Responsible AI Development

  • Privacy Protection: Synthetic data generation eliminates risks to individual privacy
  • Bias Mitigation: Careful examination of generated text for linguistic imbalances
  • Explainability: Transparent methods and interpretable features
  • Non-Diagnostic Use: Positioned as supportive screening tool, not diagnostic instrument
  • Fairness & Transparency: Development guided by responsible AI principles

9. Lessons Learned

  1. Transfer Learning Effectiveness: General-purpose Arabic embeddings proved highly effective without task-specific fine-tuning, lowering barriers to developing robust mental health NLP systems in low-resource domains.
  2. Cultural & Linguistic Context: Strong need for culturally grounded datasets and dialect-aware modeling approaches, as subtle variations significantly influence performance.
  3. Supportive vs. Diagnostic Role: Automated systems should prioritize transparency, ethical deployment, and human-in-the-loop decision making rather than replacing clinical judgment.

10. Conclusion

This study successfully developed a high-performance AI model for early detection and monitoring of depression and anxiety using Arabic text analysis. The system achieved exceptional accuracy rates (99.87% for depression, 98.93% for anxiety) while implementing an intelligent three-tier alert mechanism for longitudinal monitoring.

Important Note

Despite its high performance, this model serves as a supportive tool for mental health specialists and does not replace clinical judgment.

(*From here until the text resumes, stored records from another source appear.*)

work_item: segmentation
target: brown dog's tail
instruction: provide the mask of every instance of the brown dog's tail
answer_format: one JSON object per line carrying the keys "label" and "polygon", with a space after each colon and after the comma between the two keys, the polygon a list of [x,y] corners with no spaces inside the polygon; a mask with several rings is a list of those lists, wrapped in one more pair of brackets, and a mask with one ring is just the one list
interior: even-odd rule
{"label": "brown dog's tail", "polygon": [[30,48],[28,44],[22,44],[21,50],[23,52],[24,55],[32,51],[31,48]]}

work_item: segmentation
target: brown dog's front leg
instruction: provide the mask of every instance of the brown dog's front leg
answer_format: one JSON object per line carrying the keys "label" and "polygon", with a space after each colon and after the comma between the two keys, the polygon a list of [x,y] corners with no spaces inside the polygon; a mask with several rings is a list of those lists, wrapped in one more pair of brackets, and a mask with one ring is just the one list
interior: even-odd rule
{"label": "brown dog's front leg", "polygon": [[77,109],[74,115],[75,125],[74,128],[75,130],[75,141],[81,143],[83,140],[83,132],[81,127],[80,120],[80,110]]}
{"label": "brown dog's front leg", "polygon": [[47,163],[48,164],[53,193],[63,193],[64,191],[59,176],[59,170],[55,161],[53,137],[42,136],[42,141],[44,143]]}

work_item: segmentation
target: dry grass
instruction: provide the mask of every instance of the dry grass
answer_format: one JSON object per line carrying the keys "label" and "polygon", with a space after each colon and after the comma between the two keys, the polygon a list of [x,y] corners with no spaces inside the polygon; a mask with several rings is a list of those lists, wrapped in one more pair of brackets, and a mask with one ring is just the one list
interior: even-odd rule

The system is designed to augment, not replace, professional mental health care.

Future Work

  • Clinical validation against standardized diagnostic assessments
  • Domain-specific fine-tuning of Arabic embeddings for mental health contexts
  • Sequential modeling approaches (e.g., LSTM networks) to incorporate longitudinal user context
  • Expansion to include dialect-specific modeling
  • Multi-task learning for comorbidity modeling

Impact & Significance

This research establishes a foundation for more proactive, accurate, and ethically responsible mental health monitoring aligned with global sustainability goals and supports the development of a more resilient and mentally aware society.